Department of Health

On May 4 I participated in my first “long mile” cycling event, Tour de Nash. It was 25 miles in Nashville. I had recently started training to do some bike rides when a former co-worker and friend was diagnosed with metastatic breast cancer. I knew I wanted to ride for her. She passed away in February, so riding in her memory was something I knew I had to do. I began with riding around my neighborhood beginning with short distances. Once winter months hit, I knew I needed to continue to ride so I invested in an indoor trainer for my bike. Utilizing that, as well as outdoor biking, helped to increase my mileage a little at a time.

Since my first ride for my friend in May, I have taken up another challenge in Cycle4Chiari in honor of another friend. Cycling doesn’t only offer health benefits. It has given me an outlet to help others.

Department of Finance & Administration

My son Evan came to me toward the end of 2018 and challenged me to play tennis with him. He had just learned to play the day before and was looking forward to schooling his old dad. I accepted immediately because I played tennis on my high school team and have always loved the game. Unfortunately for Evan, my serve came back to me fairly quickly and ended in his defeat in our first outing. Since then we have tried to play at least once each weekend continuing to push each other’s skills higher. He gives me a great challenge on the court as he enjoys hitting a variety of drop shots and lobs as he attempts to wear down my 51-year-old body. Despite that strategy, we tend to be fairly evenly matched and typically split sets for a draw.

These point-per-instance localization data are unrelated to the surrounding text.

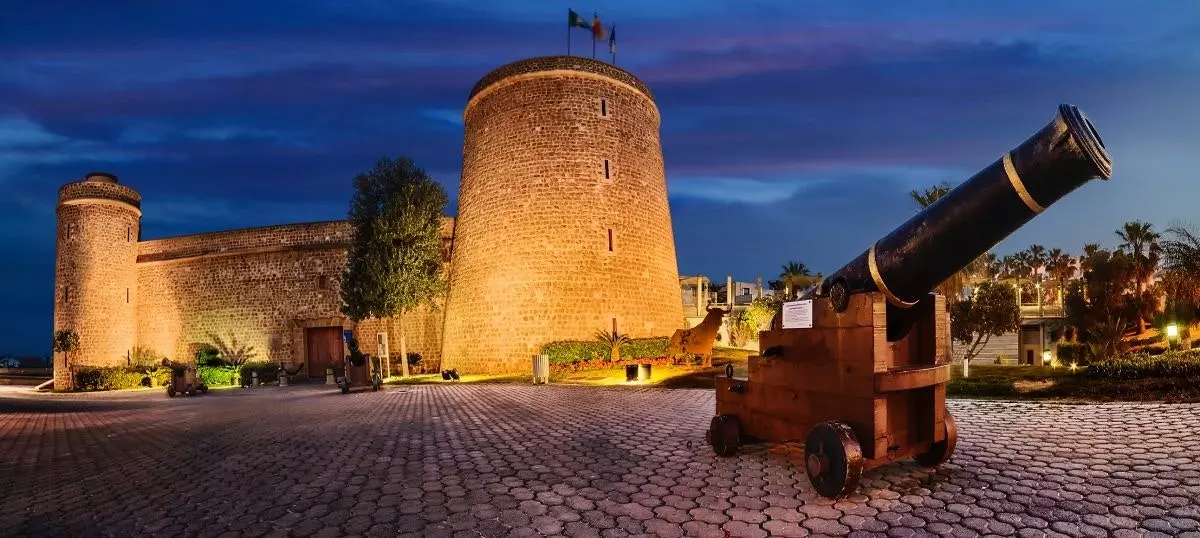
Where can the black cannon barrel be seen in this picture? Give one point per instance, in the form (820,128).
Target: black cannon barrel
(910,262)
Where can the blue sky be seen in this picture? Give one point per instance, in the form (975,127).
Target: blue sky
(799,125)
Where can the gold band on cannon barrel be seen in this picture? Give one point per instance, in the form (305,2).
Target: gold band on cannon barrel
(879,282)
(1019,186)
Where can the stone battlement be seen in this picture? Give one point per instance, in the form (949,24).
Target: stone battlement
(581,64)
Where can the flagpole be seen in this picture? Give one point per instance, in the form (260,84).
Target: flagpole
(612,42)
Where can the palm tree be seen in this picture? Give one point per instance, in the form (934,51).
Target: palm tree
(1140,240)
(613,340)
(1037,258)
(1060,265)
(1090,250)
(795,273)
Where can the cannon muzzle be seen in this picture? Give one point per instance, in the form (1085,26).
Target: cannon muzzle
(942,239)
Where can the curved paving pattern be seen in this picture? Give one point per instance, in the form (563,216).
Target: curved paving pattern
(523,460)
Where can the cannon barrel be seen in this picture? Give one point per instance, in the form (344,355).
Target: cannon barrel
(946,237)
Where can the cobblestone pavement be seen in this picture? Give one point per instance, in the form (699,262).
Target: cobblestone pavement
(525,460)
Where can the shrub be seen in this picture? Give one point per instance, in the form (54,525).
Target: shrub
(1140,365)
(574,351)
(108,378)
(1074,352)
(268,372)
(217,375)
(208,356)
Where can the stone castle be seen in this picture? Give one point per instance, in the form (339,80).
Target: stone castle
(563,229)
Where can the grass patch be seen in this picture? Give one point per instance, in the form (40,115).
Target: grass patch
(1044,382)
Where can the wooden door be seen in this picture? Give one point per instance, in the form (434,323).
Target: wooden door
(324,348)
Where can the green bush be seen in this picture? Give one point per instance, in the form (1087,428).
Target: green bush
(1140,365)
(107,378)
(268,372)
(575,351)
(217,376)
(1074,352)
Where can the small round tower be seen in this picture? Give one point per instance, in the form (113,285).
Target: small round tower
(563,225)
(95,272)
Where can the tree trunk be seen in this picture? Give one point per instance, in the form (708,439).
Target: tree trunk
(403,347)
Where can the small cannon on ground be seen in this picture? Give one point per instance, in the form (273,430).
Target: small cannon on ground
(697,341)
(857,368)
(184,380)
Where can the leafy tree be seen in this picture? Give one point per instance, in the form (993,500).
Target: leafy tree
(754,318)
(232,353)
(1141,241)
(395,261)
(795,276)
(66,341)
(613,340)
(1102,305)
(925,198)
(991,311)
(1181,251)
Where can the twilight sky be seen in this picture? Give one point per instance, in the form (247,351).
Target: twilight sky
(791,130)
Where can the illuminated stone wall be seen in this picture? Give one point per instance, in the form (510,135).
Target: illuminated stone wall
(95,292)
(262,287)
(532,259)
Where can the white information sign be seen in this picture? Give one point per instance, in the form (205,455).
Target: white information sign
(798,315)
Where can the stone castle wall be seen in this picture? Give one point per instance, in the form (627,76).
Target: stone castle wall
(95,287)
(533,261)
(261,287)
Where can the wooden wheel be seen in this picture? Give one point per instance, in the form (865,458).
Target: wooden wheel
(725,435)
(833,459)
(941,452)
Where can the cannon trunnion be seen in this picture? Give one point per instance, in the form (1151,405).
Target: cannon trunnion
(864,384)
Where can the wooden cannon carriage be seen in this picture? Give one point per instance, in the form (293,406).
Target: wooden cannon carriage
(857,368)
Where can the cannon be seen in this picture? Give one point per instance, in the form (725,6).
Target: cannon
(857,368)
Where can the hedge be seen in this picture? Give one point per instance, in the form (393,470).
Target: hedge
(114,377)
(1139,365)
(1074,352)
(217,376)
(580,351)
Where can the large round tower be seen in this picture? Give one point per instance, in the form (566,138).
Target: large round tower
(563,221)
(95,272)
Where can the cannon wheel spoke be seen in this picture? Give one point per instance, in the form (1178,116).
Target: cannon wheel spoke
(833,458)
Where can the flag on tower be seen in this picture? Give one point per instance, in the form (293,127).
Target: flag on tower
(575,21)
(597,28)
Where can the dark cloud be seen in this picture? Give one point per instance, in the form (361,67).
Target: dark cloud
(803,127)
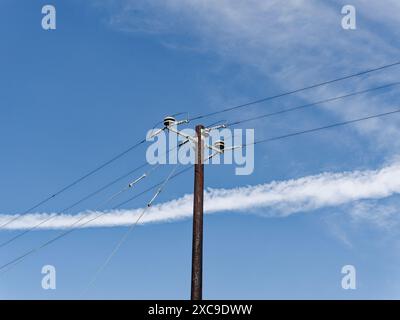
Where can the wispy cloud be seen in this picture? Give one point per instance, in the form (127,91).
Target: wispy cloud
(292,43)
(275,199)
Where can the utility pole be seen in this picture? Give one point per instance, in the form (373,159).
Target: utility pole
(218,147)
(197,247)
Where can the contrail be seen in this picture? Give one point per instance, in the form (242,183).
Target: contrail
(277,199)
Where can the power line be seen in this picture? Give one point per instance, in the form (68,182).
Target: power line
(295,91)
(20,258)
(7,266)
(69,186)
(308,105)
(5,243)
(379,115)
(129,231)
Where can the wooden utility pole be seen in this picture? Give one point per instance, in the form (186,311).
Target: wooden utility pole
(197,248)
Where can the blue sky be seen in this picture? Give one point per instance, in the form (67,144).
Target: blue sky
(74,97)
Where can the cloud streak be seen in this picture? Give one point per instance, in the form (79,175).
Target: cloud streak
(275,199)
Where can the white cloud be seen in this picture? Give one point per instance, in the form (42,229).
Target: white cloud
(276,199)
(292,43)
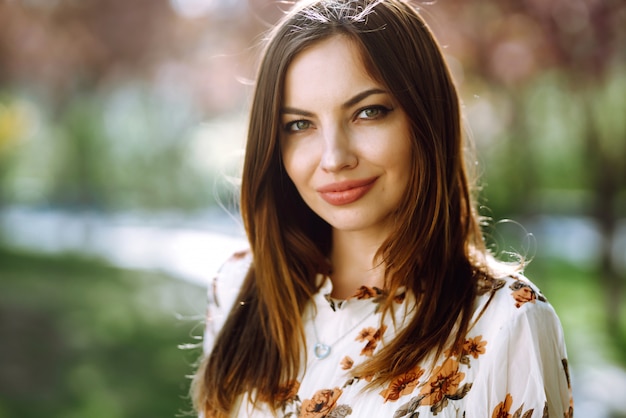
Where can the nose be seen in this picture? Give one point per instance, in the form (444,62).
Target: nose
(338,153)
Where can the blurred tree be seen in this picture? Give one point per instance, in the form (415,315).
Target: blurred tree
(579,45)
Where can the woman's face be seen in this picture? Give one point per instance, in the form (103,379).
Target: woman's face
(345,141)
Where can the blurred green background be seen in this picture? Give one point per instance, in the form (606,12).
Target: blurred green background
(121,128)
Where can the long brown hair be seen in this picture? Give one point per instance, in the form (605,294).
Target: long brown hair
(434,250)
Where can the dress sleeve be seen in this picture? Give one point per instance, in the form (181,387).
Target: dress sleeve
(526,374)
(222,292)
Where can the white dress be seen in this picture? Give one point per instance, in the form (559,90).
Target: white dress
(513,363)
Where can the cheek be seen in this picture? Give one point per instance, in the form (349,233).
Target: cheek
(295,162)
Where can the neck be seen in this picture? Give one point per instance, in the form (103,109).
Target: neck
(354,263)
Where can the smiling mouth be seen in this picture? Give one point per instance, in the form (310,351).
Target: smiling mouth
(346,192)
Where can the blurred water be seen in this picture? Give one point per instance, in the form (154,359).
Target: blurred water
(189,249)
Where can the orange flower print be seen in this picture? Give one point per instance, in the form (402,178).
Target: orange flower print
(321,405)
(443,382)
(372,336)
(523,293)
(402,385)
(474,346)
(346,363)
(502,409)
(287,391)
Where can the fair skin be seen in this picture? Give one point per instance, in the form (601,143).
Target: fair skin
(346,145)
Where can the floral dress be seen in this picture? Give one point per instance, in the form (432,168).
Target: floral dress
(513,363)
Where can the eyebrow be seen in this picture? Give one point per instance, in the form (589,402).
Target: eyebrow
(349,103)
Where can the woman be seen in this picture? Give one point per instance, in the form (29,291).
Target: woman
(367,290)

Besides proving to Evan I am a still force to be reckoned with, I also saw it as an excellent opportunity to spend quality time with my 18-year-old son before he left for Tennessee Tech in August. Driving back and forth to the courts together has opened up many interesting conversations about relationships and growing up that we may never have broached otherwise. We have enjoyed the camaraderie as we pushed our bodies to their limits (and lost some weight along the way) and exercised our minds by trying to outthink each other on the court. We have played long enough with each that we know what we are going to do in most cases so it forces us to think outside the box and take calculated risks to attempt to win critical points. My ultimate goal for this time together has always been to have us move to the same side of the court when we feel our games have reached the right level of consistency. Playing against others as a father-son doubles team would be the ultimate high for this experience together. I am so thankful to have this precious time with my son doing something we both enjoy and keeping our bodies and minds healthier.